If you look at the correlation between reproductive rates and literacy rates, there is a strong inverse correlation. The lower the literacy, the higher the reproductive rates. And vise versa. The key to reducing population is literacy, not abortions or the pill or condoms, it’s literacy. But literacy is expensive and takes generations. On the other hand, abortions, condoms and the pill are cheap and fast, but they also keep the population illiterate and stupid (just the way the left want them). I vote for literacy.

Let me knock down this strwaman down. THERE IS NO HUMAN CAUSED GLOBAL WARMING/GLOBAL CLIMATE CHANGE/ GLOBAL CLIMATE DISRUPTION. It's a hoax folks. Therefor there is no need for a 1930s style eugenics program like Obamacare.

If the author is so concerned he should organize a mass eco suicide party. Global warming will decline when there is less of their b.s. heating up the atmosphere.

Of course we should get rid of people. Isn't that the aim of any fascist movement worth it's salt? Here we are... there hasn't been any warming in 10 years despite an increase in CO2. The Climate Change theory is turning into faerie dust before our eyes with the whole climategate mess. Harold Lewis is Emeritus Professor of Physics at the University of California, Santa Barbara... for 67 years, he held a leadership position, and he just resigned, because: "Global warming is the greatest and most successful pseudoscientific fraud I have seen in my long life."

Now would be the perfect time to sacrifice actual human beings for this green religion. Go for broke, that's what I say! It's what you guys have always wanted anyway, right? What is it about the Left, that they always go down the road of mass exterminations? Whether it be socialism, communism, or progressivism... eventually they get the idea that "other people" are "in the way", and they start calculating the amount of carbon they could save if they were "done away with". It's sick.

Of course, population growth is the problem.

We need to stop giving tax deductions for more than 2 (replacement) children.

We need to start letting diseases everywhere, but particularly in overpopulated areas that are already experiencing famine and genocode based on overpopulation, take their natural course.

It might Bono and Bill Gates feel good to continually interfere with the natural course of events, but we need to stop playing god if we want any hope of saving any of the planet for human habitation. We are literally interfering with the natural evolution of the human species by defying the survival of the fittest and destroying the planet at the same time.

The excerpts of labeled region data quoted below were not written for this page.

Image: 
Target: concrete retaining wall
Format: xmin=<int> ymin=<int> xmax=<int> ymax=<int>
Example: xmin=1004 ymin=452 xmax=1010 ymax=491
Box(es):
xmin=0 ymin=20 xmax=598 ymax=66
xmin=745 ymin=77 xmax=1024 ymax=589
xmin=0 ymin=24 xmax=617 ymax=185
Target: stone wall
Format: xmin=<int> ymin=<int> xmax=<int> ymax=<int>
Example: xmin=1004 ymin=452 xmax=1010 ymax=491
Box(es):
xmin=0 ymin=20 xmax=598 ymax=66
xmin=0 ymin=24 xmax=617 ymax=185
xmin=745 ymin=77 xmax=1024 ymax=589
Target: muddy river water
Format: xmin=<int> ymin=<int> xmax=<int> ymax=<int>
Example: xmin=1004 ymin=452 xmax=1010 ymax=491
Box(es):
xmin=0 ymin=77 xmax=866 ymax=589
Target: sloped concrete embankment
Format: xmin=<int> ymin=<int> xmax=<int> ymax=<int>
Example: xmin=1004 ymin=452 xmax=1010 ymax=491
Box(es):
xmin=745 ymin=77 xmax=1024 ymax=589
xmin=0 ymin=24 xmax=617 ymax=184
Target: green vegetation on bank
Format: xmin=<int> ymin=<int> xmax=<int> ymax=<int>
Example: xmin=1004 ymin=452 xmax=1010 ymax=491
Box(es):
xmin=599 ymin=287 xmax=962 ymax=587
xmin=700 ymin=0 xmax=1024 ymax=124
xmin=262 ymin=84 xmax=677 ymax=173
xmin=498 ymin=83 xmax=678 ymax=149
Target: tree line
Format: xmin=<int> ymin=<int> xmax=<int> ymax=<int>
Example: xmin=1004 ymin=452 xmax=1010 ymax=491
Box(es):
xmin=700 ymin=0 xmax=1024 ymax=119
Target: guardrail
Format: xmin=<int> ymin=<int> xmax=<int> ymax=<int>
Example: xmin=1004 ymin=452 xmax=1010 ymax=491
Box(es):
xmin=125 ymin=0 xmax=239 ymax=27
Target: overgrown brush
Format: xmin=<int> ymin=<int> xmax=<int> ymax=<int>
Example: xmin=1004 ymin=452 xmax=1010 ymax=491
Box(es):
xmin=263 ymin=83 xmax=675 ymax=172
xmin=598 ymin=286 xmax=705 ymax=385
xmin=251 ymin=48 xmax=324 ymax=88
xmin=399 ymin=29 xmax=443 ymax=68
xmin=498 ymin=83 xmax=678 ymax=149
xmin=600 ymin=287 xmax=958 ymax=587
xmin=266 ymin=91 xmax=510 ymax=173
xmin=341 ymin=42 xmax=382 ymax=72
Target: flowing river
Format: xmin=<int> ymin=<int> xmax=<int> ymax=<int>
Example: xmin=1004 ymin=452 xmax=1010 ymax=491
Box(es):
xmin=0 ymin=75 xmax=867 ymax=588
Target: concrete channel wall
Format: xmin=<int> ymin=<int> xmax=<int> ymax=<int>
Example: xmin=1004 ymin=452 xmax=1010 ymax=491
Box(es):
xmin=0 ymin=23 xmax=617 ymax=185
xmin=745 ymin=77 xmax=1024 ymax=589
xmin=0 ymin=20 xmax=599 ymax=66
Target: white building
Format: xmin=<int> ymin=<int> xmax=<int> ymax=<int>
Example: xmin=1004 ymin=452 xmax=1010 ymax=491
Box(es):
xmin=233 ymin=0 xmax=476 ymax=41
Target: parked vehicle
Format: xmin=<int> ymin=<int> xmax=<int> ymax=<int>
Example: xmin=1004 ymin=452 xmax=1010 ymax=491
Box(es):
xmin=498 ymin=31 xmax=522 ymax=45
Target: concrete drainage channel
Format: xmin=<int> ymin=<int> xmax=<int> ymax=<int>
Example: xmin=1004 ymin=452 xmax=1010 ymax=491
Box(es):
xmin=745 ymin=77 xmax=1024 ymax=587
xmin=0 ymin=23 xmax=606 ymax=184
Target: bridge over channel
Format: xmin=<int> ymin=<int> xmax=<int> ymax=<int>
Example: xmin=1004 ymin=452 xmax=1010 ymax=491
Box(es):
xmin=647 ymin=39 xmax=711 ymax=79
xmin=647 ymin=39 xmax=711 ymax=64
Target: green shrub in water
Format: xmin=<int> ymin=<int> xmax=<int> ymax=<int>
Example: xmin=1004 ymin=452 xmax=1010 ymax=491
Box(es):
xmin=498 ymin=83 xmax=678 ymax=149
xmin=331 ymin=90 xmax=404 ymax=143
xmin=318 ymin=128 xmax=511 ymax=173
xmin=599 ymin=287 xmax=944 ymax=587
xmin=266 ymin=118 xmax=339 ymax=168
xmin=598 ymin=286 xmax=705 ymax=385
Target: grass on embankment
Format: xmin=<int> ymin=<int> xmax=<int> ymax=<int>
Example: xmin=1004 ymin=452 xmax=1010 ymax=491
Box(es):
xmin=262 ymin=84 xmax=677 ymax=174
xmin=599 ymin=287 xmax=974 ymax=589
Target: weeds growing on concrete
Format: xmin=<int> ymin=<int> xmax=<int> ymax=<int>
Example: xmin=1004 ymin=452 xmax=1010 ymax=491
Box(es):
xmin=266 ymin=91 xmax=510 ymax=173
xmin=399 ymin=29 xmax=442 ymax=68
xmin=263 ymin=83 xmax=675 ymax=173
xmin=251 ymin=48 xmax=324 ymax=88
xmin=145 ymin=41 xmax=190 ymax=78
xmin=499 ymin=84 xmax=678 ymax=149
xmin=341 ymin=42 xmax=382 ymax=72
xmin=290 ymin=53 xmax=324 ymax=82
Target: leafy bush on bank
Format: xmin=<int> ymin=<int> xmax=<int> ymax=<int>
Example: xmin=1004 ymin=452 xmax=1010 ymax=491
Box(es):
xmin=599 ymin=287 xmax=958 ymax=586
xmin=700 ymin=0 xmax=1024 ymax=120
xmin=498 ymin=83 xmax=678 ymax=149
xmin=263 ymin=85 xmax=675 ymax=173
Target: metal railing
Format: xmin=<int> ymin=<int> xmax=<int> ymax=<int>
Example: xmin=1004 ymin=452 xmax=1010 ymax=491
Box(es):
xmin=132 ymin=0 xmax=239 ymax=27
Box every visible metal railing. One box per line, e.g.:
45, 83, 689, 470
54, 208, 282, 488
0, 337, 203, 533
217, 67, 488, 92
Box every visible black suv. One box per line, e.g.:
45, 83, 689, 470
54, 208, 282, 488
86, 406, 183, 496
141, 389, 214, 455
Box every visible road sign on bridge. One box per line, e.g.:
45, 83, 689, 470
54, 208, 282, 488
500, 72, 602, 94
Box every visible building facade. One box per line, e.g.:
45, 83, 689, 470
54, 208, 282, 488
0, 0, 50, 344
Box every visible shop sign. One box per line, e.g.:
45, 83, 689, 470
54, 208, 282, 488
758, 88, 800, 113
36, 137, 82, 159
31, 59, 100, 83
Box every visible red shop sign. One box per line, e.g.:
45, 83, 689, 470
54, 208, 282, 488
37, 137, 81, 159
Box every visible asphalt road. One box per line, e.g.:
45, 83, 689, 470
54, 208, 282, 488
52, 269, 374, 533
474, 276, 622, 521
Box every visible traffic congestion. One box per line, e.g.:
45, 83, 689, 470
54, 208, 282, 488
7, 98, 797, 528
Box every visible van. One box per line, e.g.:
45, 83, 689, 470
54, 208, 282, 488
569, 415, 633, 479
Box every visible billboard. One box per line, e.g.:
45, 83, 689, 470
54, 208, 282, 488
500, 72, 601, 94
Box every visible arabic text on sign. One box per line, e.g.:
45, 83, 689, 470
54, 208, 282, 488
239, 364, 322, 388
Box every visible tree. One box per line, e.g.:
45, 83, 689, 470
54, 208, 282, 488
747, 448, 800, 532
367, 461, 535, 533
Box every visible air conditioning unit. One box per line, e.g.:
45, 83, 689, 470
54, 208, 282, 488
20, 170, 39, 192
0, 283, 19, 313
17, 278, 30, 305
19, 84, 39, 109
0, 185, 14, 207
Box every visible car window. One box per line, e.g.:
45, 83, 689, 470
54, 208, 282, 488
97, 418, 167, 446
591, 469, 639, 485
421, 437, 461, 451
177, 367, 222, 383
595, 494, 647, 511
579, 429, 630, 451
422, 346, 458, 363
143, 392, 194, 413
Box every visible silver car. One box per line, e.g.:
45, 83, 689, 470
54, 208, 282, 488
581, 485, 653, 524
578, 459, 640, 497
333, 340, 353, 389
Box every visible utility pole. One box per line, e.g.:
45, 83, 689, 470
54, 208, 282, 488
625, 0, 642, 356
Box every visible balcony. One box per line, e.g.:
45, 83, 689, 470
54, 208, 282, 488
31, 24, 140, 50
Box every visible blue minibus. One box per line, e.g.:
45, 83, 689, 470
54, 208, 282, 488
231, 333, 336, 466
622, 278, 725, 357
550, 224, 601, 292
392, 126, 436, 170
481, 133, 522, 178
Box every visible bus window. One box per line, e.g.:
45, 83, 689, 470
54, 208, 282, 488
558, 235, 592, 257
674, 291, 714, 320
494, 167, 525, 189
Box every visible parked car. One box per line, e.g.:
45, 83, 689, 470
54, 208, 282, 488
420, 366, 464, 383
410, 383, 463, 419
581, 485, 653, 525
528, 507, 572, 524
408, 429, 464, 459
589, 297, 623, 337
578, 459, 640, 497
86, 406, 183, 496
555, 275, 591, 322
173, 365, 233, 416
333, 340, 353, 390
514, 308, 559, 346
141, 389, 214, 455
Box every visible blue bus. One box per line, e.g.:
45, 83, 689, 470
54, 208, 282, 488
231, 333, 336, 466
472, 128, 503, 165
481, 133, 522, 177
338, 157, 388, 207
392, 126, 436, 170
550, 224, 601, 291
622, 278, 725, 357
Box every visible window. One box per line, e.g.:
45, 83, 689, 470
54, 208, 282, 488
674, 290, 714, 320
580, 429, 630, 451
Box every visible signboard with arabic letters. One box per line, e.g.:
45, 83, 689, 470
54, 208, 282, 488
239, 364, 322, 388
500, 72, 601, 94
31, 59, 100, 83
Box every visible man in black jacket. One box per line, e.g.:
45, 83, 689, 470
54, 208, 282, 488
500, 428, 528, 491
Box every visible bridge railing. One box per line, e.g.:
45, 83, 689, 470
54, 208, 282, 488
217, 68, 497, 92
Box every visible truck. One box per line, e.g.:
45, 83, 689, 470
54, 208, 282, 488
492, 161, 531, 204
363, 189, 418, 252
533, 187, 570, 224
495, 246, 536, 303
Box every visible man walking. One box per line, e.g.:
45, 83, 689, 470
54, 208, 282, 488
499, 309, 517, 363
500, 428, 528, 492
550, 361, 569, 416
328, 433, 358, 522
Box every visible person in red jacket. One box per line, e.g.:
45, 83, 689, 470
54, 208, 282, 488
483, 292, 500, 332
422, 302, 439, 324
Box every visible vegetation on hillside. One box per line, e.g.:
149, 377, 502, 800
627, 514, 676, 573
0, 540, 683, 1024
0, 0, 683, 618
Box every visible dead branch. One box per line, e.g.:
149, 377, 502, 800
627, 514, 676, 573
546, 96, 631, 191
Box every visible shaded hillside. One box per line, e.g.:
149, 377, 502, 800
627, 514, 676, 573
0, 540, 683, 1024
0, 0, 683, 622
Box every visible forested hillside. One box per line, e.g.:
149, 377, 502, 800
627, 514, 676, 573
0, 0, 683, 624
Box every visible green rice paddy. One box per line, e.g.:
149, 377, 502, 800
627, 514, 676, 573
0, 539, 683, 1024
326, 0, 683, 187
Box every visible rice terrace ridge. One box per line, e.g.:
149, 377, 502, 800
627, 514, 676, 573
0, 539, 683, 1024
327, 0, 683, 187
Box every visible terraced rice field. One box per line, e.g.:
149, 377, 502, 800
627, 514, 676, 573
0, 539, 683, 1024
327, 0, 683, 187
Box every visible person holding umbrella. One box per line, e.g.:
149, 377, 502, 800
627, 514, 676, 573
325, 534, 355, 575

The cultures of the different peoples of the earth have always evolved at different rates. We have forced these people into accepting our westernized standards as their own. It has been creating havoc since the colonial era beginning in the 1400s. It accelerated at the end of teh colonial era.

Doesn't anyone remember The Population Bomb? I gave at book report on in to my pol sci class in 1970. The time frame was off, but we are trying as hard as we can to destroy ourselves. When People magazine was new, there was a story about the man in charge of contraception in someplace like Singapore or Indonesia. His slogan to reduce an out of control populace was: "too many children make you poor". So true. Too bad we have lost the common sense to know that.